Israel’s incursion into Lebanon, which was launched earlier this week, has sparked fears of a wider conflict in the Middle East.

Those concerns were exacerbated when Tehran launched a massive ballistic-missile attack on Israel on October 1, its largest so far, in retaliation for the campaign started by the Jewish state in southern Lebanon against Iran-backed Hezbollah, prompting warnings of countermeasures from Israel and its main ally, the United States.

Khamenei’s October 4 appearance was the first time in almost five years that he delivered a public sermon. The last time he led Friday Prayers was in January 2020 following an Iranian missile attack on a U.S. military base in Iraq in response to the killing of Revolutionary Guards Commander Qasem Soleimani in a U.S. strike in Baghdad.

Mojata Najafi, a Paris-based analyst of Iranian affairs, told RFE/RL’s Radio Farda by phone that Khamenei’s speech “didn’t say anything new” and appeared to be “aimed at lifting the morale of his followers” and “to dispel the fear about a potential act of terror by Israel.”

“Even his comments about the Islamic republic not hesitating [to retaliate] while also not rushing is not new. This has been the policy of the Islamic republic in this current crisis from the start, [Tehran] has attempted to avoid falling into an all-out war.”

The latest Israeli strike early on October 4 cut off a road near the Masnaa border crossing between Lebanon and Syria that has been the escape route for hundreds of thousands of Lebanese civilians fleeing the conflict in recent days, according to Lebanese Transport Minister Ali Hamieh.

Meanwhile, Israel is weighing its options to respond to Iran’s wave of missile attacks on October 1 in consultations with the United States.

U.S. President Joe Biden, when asked by reporters in Washington on October 3 whether the White House supports strikes on Iran’s oil facilities, said: “We’re discussing that.”

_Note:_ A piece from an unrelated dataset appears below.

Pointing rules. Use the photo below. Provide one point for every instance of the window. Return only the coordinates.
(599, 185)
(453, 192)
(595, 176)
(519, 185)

On October 3, an Israeli a strike on an apartment building in downtown Beirut killed nine in what was the first attack on the center of the Lebanese capital since 2006.

Israel said its air strike on Beirut was a precise operation, while a security source said that the target was an apartment building in the capital’s central district of Bachoura, near the Lebanese parliament.

A Hezbollah-linked civil defense group said seven of its members, including two medics, had been killed in the Beirut attack.

In a separate development, the Palestinian Health Ministry said that at least 18 Palestinians were killed in an Israeli strike on the Tulkarm refugee camp in the occupied West Bank on October 3.

The Israeli military said in a statement that the strike killed the head of Hamas’ network in Tulkarm, identifying him as Zahi Yaser Abd al-Razeq Oufi, who it accused of participating in numerous attacks.

Hamas has been designated a terrorist group by the United States and the European Union.

It’s attack on Israel on October 7 last year sparked the current wave of fighting. Hamas fighters crossed into Israel and killed some 1,200 people. They also took some 240 people hostage with them as they returned to Gaza.